A este ensaio serviram de suporte bibliográfico a obra de Eugénia Mata e Nuno Valério (2003), História Económica de Portugal. Uma perspectiva global, e o artigo de António Candeias e Eduarda Simões, Alfabetização e a escola em Portugal no século XX: Censos Nacionais e estudos de caso (1999).

Procurou traçar-se em linhas abreviadas o contexto económico destes regimes, naquilo que foram quatro momentos de prova internacional, nomeadamente a I Guerra Mundial, a Grande Depressão, a II Guerra Mundial e o pós-guerra. Dada a complexidade do período contemporâneo e a intrincada abundância de informação existente para cada momento, reforça-se que a característica principal do texto é o sumário das questões principais que lhe deram corpo.

A génese

A conjuntura interna responsável pela promoção da ditadura militar (1926-1933) teve por base a instabilidade política dos governos republicanos (1910-1926), assim como a precária e agonizante realidade económica e social que caracterizou o país nesta fase.

Em termos económicos o país continuava a debater-se com o défice da balança comercial, com a inflação, a escassez e a fraca produção industrial e agrícola.

Por sua vez, relativamente ao plano social, a falta de condições e a subida de preços aliada a retribuições salariais que não davam resposta às necessidades, condicionaram a vida das classes trabalhadoras, que, optando pela emigração, esvaziavam o país de mão de obra e de capital, ou, ficando, contribuíam para um clima de tensão e descontentamento crescente.

Apesar das medidas adoptadas pelo governo para satisfazer os pleitos da classe, nomeadamente a instituição do descanso semanal obrigatório, o direito à greve e à assistência social, o cumprimento das medidas não era levado a bom porto pelos industriais.

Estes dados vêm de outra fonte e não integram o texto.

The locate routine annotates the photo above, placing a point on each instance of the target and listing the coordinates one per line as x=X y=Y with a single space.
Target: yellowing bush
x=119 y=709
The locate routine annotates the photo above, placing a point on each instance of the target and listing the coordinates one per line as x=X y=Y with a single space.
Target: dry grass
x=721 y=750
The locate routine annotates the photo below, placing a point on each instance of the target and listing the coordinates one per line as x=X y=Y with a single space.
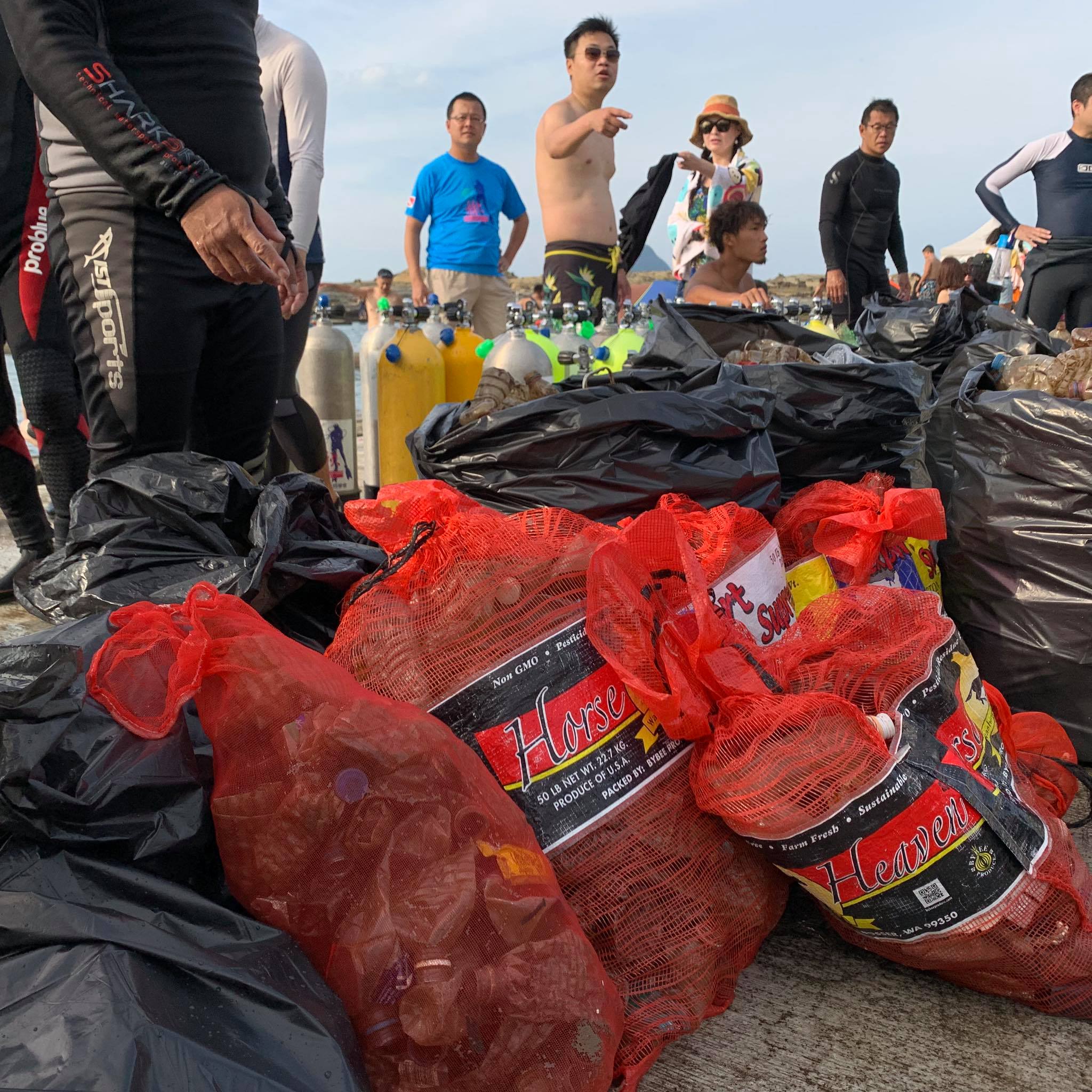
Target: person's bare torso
x=716 y=277
x=575 y=192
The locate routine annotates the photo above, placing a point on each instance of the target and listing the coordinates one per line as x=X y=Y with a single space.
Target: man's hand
x=294 y=300
x=754 y=296
x=837 y=286
x=1035 y=235
x=237 y=239
x=624 y=290
x=688 y=161
x=608 y=121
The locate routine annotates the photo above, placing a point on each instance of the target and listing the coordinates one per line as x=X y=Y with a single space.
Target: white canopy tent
x=974 y=244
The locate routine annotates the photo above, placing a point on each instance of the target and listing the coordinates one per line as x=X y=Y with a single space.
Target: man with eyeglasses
x=858 y=218
x=462 y=195
x=575 y=163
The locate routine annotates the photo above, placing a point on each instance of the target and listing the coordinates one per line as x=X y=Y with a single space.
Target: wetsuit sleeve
x=836 y=189
x=990 y=188
x=513 y=208
x=279 y=207
x=304 y=95
x=897 y=245
x=56 y=43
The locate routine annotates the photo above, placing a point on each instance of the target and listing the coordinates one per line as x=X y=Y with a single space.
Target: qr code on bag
x=932 y=895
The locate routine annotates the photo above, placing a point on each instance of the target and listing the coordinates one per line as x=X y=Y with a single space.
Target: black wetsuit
x=36 y=329
x=1058 y=275
x=858 y=225
x=144 y=106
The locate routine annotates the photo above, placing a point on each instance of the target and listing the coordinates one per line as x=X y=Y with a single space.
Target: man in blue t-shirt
x=462 y=195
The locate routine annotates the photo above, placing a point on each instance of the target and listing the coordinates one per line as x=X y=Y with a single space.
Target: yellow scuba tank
x=627 y=341
x=462 y=367
x=410 y=381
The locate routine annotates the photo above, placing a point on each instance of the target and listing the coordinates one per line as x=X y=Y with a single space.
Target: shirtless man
x=382 y=287
x=574 y=165
x=738 y=228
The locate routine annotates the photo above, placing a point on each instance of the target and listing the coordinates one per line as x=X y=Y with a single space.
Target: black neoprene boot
x=25 y=563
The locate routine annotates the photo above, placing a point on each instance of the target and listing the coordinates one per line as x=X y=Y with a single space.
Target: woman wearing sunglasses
x=722 y=173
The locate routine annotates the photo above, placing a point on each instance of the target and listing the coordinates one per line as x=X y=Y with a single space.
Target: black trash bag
x=926 y=333
x=153 y=528
x=1014 y=338
x=673 y=338
x=652 y=373
x=842 y=421
x=73 y=779
x=609 y=451
x=1018 y=564
x=725 y=329
x=116 y=980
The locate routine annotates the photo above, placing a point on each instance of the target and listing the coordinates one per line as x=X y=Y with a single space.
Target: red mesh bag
x=741 y=556
x=364 y=829
x=480 y=617
x=863 y=757
x=834 y=534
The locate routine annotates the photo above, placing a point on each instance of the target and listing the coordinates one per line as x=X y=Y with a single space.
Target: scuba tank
x=411 y=380
x=515 y=352
x=328 y=382
x=580 y=363
x=569 y=340
x=436 y=322
x=627 y=342
x=462 y=368
x=375 y=341
x=820 y=319
x=608 y=325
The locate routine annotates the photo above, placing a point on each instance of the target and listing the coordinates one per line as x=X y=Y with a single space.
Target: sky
x=973 y=82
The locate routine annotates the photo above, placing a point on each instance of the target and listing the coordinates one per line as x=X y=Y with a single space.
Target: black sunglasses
x=722 y=126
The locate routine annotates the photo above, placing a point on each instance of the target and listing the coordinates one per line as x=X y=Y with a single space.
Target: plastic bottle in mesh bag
x=834 y=534
x=366 y=831
x=864 y=757
x=480 y=619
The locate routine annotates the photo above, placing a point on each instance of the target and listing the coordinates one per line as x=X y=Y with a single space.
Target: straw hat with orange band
x=721 y=107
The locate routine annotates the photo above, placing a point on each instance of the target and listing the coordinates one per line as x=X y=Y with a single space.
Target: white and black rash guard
x=1062 y=165
x=158 y=100
x=294 y=98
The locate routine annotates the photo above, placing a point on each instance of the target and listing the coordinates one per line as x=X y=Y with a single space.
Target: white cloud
x=802 y=80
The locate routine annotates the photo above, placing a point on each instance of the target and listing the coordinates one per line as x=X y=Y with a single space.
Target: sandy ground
x=815 y=1015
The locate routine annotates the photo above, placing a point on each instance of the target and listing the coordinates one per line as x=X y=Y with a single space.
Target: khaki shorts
x=486 y=296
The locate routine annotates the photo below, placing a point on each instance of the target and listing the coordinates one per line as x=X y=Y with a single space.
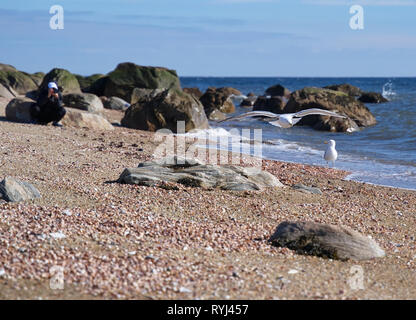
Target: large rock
x=13 y=190
x=217 y=99
x=311 y=97
x=20 y=82
x=326 y=241
x=18 y=110
x=83 y=101
x=86 y=82
x=8 y=93
x=194 y=91
x=37 y=77
x=65 y=80
x=142 y=93
x=193 y=173
x=127 y=76
x=115 y=103
x=163 y=110
x=346 y=88
x=278 y=90
x=274 y=104
x=372 y=97
x=80 y=119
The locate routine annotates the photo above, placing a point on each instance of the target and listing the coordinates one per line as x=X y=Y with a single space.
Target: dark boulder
x=142 y=93
x=127 y=76
x=372 y=97
x=327 y=241
x=346 y=88
x=194 y=91
x=83 y=101
x=278 y=90
x=115 y=103
x=311 y=97
x=217 y=99
x=273 y=104
x=163 y=110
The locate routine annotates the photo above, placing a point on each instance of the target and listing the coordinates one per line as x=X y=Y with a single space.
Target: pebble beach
x=116 y=241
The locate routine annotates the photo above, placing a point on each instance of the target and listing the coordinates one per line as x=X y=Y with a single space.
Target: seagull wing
x=322 y=112
x=253 y=114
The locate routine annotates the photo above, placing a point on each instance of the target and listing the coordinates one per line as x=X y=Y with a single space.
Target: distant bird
x=330 y=153
x=285 y=120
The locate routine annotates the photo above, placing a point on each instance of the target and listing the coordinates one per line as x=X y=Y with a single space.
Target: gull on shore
x=285 y=120
x=330 y=153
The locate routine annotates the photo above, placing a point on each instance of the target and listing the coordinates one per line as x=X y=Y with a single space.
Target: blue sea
x=384 y=154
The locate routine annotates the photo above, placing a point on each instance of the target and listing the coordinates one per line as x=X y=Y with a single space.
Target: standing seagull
x=330 y=153
x=285 y=120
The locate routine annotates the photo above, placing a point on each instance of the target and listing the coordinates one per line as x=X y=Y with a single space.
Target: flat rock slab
x=302 y=188
x=192 y=173
x=13 y=190
x=327 y=241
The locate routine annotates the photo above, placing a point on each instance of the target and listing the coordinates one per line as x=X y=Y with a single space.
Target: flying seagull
x=330 y=154
x=285 y=120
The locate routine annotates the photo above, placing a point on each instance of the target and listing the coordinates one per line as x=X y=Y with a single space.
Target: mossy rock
x=346 y=88
x=162 y=110
x=20 y=82
x=127 y=76
x=86 y=82
x=65 y=80
x=37 y=77
x=311 y=97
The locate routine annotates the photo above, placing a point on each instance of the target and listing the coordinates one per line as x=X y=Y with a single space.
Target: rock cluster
x=196 y=174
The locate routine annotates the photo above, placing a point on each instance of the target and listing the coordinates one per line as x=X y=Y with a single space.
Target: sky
x=270 y=38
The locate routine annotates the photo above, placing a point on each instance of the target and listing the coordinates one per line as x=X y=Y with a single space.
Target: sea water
x=383 y=154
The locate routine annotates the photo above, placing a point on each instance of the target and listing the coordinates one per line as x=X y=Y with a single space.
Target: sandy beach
x=137 y=242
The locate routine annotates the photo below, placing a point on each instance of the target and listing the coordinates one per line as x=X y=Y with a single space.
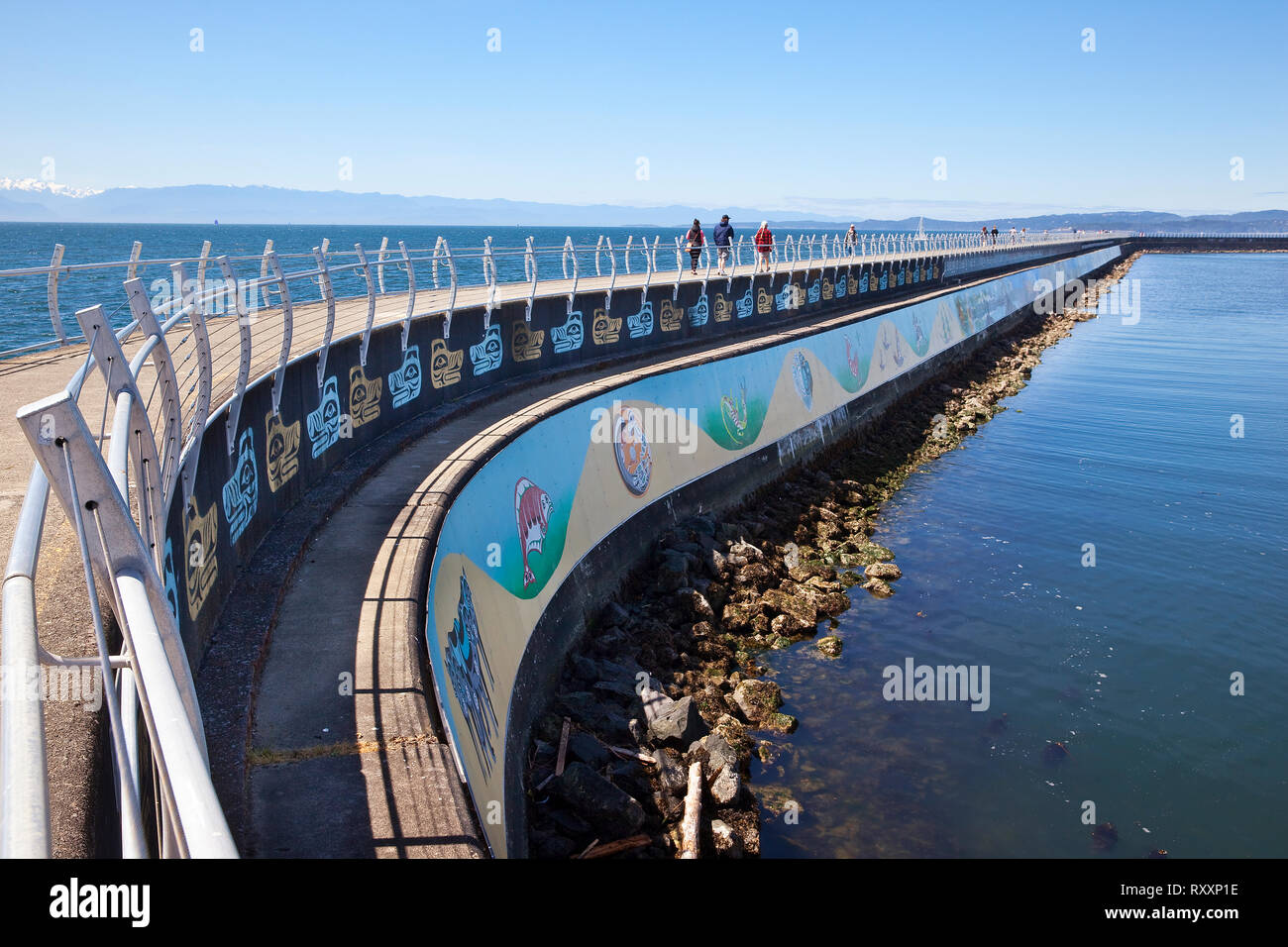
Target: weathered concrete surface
x=72 y=735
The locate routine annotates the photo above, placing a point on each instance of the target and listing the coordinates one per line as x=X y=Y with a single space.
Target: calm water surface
x=1121 y=440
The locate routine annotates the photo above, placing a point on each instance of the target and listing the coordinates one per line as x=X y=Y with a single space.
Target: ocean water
x=25 y=316
x=1121 y=440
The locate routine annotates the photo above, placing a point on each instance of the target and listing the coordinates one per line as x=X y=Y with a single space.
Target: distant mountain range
x=29 y=200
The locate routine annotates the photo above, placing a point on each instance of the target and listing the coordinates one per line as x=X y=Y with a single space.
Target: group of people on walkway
x=1016 y=236
x=722 y=237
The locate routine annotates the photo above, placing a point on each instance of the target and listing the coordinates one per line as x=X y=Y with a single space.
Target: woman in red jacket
x=694 y=243
x=764 y=244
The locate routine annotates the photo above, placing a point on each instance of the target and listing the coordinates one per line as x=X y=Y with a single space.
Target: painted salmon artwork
x=532 y=509
x=851 y=359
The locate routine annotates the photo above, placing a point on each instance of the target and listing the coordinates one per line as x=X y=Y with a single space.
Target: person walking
x=694 y=243
x=851 y=240
x=724 y=241
x=764 y=245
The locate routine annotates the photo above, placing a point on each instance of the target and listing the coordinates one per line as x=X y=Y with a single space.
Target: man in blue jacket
x=724 y=239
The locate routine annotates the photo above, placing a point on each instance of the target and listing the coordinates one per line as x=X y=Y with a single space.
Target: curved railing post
x=226 y=266
x=52 y=291
x=191 y=451
x=372 y=303
x=411 y=287
x=329 y=299
x=136 y=253
x=380 y=263
x=529 y=273
x=612 y=275
x=166 y=385
x=274 y=264
x=489 y=278
x=265 y=283
x=576 y=270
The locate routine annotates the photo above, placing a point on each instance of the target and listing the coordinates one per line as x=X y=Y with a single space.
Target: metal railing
x=42 y=291
x=115 y=484
x=158 y=368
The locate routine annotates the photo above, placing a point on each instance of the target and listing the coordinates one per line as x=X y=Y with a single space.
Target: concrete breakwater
x=722 y=587
x=536 y=538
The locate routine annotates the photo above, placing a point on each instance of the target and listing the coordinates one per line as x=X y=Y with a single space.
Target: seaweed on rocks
x=673 y=674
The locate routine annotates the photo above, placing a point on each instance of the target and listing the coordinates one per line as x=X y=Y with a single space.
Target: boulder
x=587 y=749
x=725 y=840
x=798 y=607
x=678 y=723
x=597 y=800
x=720 y=767
x=879 y=586
x=758 y=698
x=883 y=570
x=673 y=570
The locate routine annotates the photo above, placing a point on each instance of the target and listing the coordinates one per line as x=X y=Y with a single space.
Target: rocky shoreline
x=669 y=676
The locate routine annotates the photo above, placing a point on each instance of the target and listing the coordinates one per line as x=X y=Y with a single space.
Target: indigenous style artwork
x=532 y=509
x=445 y=364
x=634 y=455
x=568 y=337
x=485 y=356
x=325 y=421
x=605 y=330
x=404 y=380
x=241 y=491
x=364 y=397
x=472 y=680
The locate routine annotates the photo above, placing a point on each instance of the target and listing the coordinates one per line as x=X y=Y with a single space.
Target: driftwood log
x=691 y=828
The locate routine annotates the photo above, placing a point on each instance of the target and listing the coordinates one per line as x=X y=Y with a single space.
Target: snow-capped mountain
x=47 y=187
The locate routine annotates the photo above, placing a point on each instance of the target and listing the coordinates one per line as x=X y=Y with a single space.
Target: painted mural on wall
x=580 y=474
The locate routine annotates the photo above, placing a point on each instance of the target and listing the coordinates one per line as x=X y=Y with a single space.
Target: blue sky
x=1024 y=119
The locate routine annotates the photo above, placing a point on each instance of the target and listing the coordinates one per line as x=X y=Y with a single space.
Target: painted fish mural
x=171 y=586
x=485 y=356
x=670 y=316
x=325 y=420
x=445 y=364
x=568 y=337
x=282 y=451
x=604 y=330
x=642 y=322
x=634 y=455
x=364 y=395
x=699 y=312
x=803 y=377
x=532 y=509
x=241 y=491
x=733 y=411
x=404 y=380
x=472 y=678
x=201 y=567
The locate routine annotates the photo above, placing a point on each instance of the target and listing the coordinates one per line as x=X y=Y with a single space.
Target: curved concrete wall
x=244 y=483
x=528 y=518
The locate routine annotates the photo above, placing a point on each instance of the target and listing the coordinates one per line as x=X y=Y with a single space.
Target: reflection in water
x=1109 y=684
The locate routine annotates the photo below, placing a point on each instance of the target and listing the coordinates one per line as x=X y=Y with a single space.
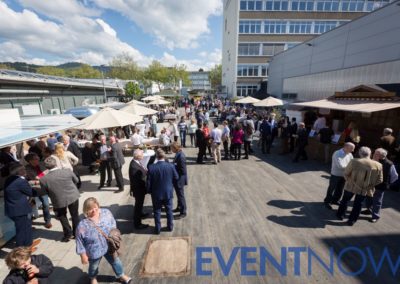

No tocante ao plano político releva-se o insucesso geral na concretização dos objectivos estipulados para o projecto da 1ª República (1910-1926).

No plano externo destaca-se o momento de beligerância de Portugal na I Guerra Mundial (antecedido por uma fase de neutralidade), quer no continente, quer nas colónias, a custo do agravamento das suas dificuldades prévias. A influente inconstância da economia internacional sobre a frágil condição nacional (1) também não concorreu para a harmonização da realidade portuguesa, nem para positivar o saldo das contas públicas, que se encontrava na penúria.

Entretanto, durante a década de 1920 observou-se uma recuperação económica através da reforma fiscal de 1922 e da reforma dos direitos aduaneiros de 1923. Estas desempenharam um papel fundamental no aumento das receitas públicas, que, apesar de não terem tido efeitos imediatos no equilíbrio da balança contribuíram para pôr termo à infração em 1924.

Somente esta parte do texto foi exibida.